| >Apple should be stripped off this power. EU's DMA is a first step, but we need such policies applied everywhere. What do you suppose happens when those same authoritarians make a reverse DMA and require that all phones sold be locked down only to a single centralized market place? If one thinks Apple should be complying (and bear in mind the amount of consternation there has already been around "malicious compliance) with EU laws and policies, I'm not sure how one can be consistent in thinking they should be ignoring Russian law and policies. Don't get me wrong, in my personal opinion, Apple should not be doing business either in Russia or in China. At the same time, I understand that if they did that, it wouldn't be materially improving things for the citizens of those countries. The only win would be for Apple / Apple employees in not having to comply with laws that violate "American ideals." However, that same ethical stance would be just as applicable to the idea of pulling out of EU markets too if Apple felt that the DMA was against "American ideals." To my mind there are only two possible consistent stances: 1) Comply with all laws and policies of each host country, regardless of personal beliefs / attitudes, and apply why pressure and objections you can to change those same laws and policies.
2) Do not do business in any country where the laws and policies violate your personal beliefs and attitudes, and loudly refuse to do that business until such time as those laws and policies are changed. The third option of picking and choosing which laws you will or won't be complying is of course an option, but it is not consistent, nor am I sure if you could trust Apple to do that if you already don't feel you can trust them to manage app access on their platform. |
As it stands, Apple fights tooth and nail against EU regulation of their business model and yet simultaneously goes far above and beyond what any other company is doing to comply with requests from totalitarian regimes? Apple--the company, sure, but also, concretely: the people who work there--are traitors to democracy.
We simply shouldn't be willing to create technology where anyone could even come to us with such a request, even if it is the basis of a lucrative business model, as we KNOW totalitarian regimes will then take advantage of us as patsies for the subjugation of their people; and, if the resulting profit is just too lucrative for investors, businesspeople, and engineers to leave on the table, we should make it illegal.

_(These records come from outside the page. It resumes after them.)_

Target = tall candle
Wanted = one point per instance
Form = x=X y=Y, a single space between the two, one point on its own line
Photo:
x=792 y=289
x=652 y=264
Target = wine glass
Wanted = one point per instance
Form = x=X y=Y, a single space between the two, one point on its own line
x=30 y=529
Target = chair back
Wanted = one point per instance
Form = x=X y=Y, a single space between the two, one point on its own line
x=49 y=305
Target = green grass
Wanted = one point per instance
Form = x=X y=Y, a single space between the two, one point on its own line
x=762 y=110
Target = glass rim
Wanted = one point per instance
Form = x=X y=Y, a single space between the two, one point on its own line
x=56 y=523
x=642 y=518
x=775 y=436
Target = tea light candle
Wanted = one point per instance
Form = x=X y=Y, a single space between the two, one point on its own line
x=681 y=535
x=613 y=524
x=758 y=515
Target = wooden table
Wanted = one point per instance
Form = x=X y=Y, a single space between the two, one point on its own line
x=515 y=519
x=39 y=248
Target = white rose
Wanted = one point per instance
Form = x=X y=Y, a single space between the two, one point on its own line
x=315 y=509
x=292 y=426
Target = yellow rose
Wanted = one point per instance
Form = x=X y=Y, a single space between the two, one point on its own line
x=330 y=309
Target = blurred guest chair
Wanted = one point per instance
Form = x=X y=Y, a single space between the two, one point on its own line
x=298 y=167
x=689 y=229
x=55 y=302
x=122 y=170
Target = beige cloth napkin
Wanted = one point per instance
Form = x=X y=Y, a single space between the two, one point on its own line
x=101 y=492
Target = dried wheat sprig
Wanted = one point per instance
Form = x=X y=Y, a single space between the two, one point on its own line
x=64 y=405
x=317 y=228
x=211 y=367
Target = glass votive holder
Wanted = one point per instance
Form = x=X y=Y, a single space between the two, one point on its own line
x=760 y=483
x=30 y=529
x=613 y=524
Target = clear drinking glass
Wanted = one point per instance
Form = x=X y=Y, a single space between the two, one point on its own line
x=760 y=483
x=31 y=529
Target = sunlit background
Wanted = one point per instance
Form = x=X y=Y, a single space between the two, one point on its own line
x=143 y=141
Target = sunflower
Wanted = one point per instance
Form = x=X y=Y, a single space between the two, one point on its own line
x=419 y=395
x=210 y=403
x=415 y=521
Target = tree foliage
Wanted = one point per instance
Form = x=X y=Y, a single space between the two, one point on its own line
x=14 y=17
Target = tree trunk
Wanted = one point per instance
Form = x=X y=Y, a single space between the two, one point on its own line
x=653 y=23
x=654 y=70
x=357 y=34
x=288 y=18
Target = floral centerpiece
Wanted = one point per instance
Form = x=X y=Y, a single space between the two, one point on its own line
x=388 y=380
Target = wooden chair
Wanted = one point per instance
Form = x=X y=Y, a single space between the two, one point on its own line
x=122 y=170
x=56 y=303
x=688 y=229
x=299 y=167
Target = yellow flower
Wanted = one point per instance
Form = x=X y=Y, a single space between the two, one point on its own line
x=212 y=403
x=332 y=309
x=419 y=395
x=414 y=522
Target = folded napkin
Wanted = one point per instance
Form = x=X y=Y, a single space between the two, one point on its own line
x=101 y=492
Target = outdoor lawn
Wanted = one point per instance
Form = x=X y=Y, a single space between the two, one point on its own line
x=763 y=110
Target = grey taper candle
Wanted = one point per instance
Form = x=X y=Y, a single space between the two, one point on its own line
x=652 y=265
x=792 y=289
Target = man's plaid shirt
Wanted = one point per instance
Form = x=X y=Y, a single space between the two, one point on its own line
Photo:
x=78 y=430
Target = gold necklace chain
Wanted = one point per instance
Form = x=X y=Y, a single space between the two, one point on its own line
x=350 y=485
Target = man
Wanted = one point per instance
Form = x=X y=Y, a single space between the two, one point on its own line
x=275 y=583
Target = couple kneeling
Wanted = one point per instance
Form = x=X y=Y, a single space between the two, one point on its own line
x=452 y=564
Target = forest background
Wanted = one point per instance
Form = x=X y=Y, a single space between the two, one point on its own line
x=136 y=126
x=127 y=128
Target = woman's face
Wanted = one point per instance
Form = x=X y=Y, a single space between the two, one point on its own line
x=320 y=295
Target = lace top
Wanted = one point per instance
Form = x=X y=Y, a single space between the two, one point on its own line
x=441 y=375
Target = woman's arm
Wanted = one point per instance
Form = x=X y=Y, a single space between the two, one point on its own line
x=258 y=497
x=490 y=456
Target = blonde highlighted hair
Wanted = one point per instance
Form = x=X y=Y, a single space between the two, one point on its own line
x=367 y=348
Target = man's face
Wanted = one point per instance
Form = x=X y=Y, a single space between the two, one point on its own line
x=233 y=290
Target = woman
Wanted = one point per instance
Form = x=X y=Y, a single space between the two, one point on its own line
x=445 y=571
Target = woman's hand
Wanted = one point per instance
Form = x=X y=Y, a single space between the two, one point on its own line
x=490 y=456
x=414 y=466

Back in 2017, I gave a long talk at Mozilla Privacy Lab focusing on this very topic, using numerous examples that are all copiously cited. It will never not be shocking to me that, given how clear and constant it is that centralized control WILL lead to corruption--if not on purpose then accidentally, and if not from the inside then from outside actors using coercive actions, legal or otherwise--that people continue to defend the construction of centralized empires :/.